To further assess the role of p38 or JNK in ApxI-induced cytokine expression, PAMs were pre-treated with an inhibitor specific to p38 (SB20358) or JNK (SP600125), or vehicle DMSO for 1 h, followed by stimulation with 0.5 CU/mL ApxI for 2 h, and subjected to RT-qPCR analysis. Treatment of p38 inhibitor prior to ApxI stimulation significantly attenuated IL-1β mRNA level by 83%. However, the JNK inhibitor did not attenuate the mRNA expression of IL-1β (Figure 4B). Similarly, ApxI-induced IL-8 mRNA expression was inhibited by p38 inhibitor up to ~85%, but not by JNK inhibitor (Figure 4C). Distinguishably, both p38 and JNK inhibitors blocked ApxI-induced TNF-α mRNA expression by 92% and 54%, respectively (Figure 4D). To confirm our findings, the cytokines secreted from PAMs pre-treated with inhibitors and stimulated with ApxI were also evaluated by quantitative ELISA. In the presence of the p38 inhibitor, the protein levels of IL-1β, IL-8 and TNF-α were significantly inhibited by 69-95% compared to cells without inhibitor pre-treatment and stimulated with ApxI (Figure 4E). Notably, the JNK inhibitor attenuated the protein level of TNF-α, but not IL-1β or IL-8 (Figure 4E). These data suggest that MAPK p38 plays a major role in ApxI-induced IL-1β, TNF-α, and IL-8 expression, while JNK participates only in ApxI-induced TNF-α expression.

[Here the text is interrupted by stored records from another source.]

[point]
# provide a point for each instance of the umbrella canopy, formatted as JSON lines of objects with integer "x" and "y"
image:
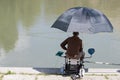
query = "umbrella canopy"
{"x": 84, "y": 20}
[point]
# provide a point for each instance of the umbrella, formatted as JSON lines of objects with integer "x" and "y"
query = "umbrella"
{"x": 84, "y": 20}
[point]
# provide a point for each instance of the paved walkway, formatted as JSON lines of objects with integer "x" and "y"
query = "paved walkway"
{"x": 7, "y": 73}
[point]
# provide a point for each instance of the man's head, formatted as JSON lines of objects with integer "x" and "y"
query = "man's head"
{"x": 75, "y": 33}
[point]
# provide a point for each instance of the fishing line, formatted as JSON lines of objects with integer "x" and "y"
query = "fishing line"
{"x": 106, "y": 63}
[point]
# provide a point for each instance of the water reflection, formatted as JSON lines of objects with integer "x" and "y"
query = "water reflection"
{"x": 10, "y": 13}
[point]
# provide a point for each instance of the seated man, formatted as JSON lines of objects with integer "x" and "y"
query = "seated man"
{"x": 74, "y": 48}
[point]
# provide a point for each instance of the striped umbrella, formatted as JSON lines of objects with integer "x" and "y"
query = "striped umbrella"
{"x": 84, "y": 20}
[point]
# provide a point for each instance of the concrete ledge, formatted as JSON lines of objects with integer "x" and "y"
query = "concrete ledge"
{"x": 31, "y": 70}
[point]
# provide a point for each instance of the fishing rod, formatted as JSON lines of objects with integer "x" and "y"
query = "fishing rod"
{"x": 91, "y": 52}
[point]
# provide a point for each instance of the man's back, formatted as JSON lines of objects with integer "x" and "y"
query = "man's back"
{"x": 74, "y": 46}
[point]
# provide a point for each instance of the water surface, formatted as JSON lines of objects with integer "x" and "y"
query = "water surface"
{"x": 27, "y": 39}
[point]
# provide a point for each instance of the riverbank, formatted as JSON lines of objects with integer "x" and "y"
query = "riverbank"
{"x": 23, "y": 73}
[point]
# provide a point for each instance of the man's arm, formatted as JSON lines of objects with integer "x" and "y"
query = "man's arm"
{"x": 63, "y": 44}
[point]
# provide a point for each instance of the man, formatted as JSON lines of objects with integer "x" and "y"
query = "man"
{"x": 73, "y": 47}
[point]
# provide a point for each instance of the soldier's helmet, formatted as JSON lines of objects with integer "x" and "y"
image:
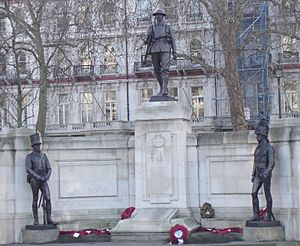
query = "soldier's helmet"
{"x": 262, "y": 128}
{"x": 35, "y": 139}
{"x": 159, "y": 12}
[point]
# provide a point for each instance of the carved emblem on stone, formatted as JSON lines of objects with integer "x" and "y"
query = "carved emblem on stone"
{"x": 158, "y": 141}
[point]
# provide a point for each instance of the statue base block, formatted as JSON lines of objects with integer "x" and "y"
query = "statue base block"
{"x": 40, "y": 227}
{"x": 39, "y": 234}
{"x": 262, "y": 223}
{"x": 150, "y": 224}
{"x": 161, "y": 98}
{"x": 263, "y": 231}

β2 integrins mediate MAPK activation and subsequent proinflammatory cytokine gene expression

The common subunit CD18 of β2 integrins is necessary for A. pleuropneumoniae ApxIII-induced leukolysis [19]. To examine whether ApxI-induced MAPK activation was attributable to ApxI-β2 integrin interaction, a blocking antibody of porcine CD18 was applied to PAMs 1 h prior to stimulation with 0.5 CU/mL ApxI and analyzed by Western blot analysis. In the presence of CD18 antibody, ApxI-induced p38 activation was significantly inhibited by 20-30% (Figure 5A). Cells treated with the control medium or medium containing CD18 antibody displayed only a basal level of phosphorylated p38. Similarly, blocking of CD18 on PAMs resulted in attenuation of ~65% ApxI-activated JNK phosphorylation (Figure 5B). However, phosphorylated JNK was not observed in cells treated with the control medium or medium containing CD18 antibody. Further, to evaluate the effect of ApxI-β2 integrin interaction on cytokine mRNA expression, PAMs were pre-incubated with CD18 antibody, stimulated with 0.5 CU/mL ApxI for 2 h, and subjected to RT-qPCR analysis. Blocking of CD18 molecule attenuated IL-1β, IL-8 and TNF-α mRNA levels by 82-95%. Cells treated with control medium or medium containing CD18 antibody displayed similar basal levels of IL-1β, IL-8 and TNF-α mRNA (Figure 5C). Collectively, these results indicate CD18 plays a pivotal role in ApxI-mediated MAPK activation and expression of proinflammatory cytokine genes in PAMs.

Figure 5
figure 5

CD18 mediates p38 and JNK activation and proinflammatory cytokine mRNA expression. (A and B) PAMs were pre-incubated with CD18 blocking antibody (Anti-CD18) for 1 h prior to stimulation with 0.5 CU/mL ApxI or control medium (C) for an additional 1 h. Thereafter, cells were lysed and subjected to Western blot analysis with an antibody to phospho-p38 (p-p38) or phospho-JNK (p-JNK). The average intensity of p-p38 or p-JNK isoforms (p46 and p55) was quantified and normalized to the intensity of β-actin (A and B, lower panel). (C) PAMs were pre-incubated with anti-CD18 antibody and stimulated with 0.5 CU/mL ApxI for 2 h, followed by RT-qPCR analysis of cytokine mRNA expression. Data are representative of three independent experiments of at least triplicate determinations.

Discussion

Inflammation plays an essential role in respiratory defense mechanism [26]. In porcine pleuropneumonia, multiple components and virulence factors of A. pleuropneumoniae are suggested to contribute to the production of proinflammatory cytokines [3]. Baarsch et al. demonstrated alveolar lavage cells from pigs endotracheally inoculated with a low-virulence strain of A. pleuropneumoniae serotype 1, i.e., lacking cytotoxic and hemolytic activities, showed similar mRNA level of TNF, IL-1 or IL-8 compared to buffer treated pigs [5]. Moreover, heat-treatment of crude A. pleuropneumoniae bacterial culture supernatant attenuated its ability to induce TNF-α and IL-1 expression in porcine alveolar macrophages (PAMs), suggesting heat-labile components were involved in such stimulation [3]. In this study, we present direct evidence demonstrating a single species of exotoxin ApxI, derived from A. pleuropneumoniae serotype 10, induces the expression and production of proinflammatory cytokines IL-1β, IL-8 and TNF-α in PAMs.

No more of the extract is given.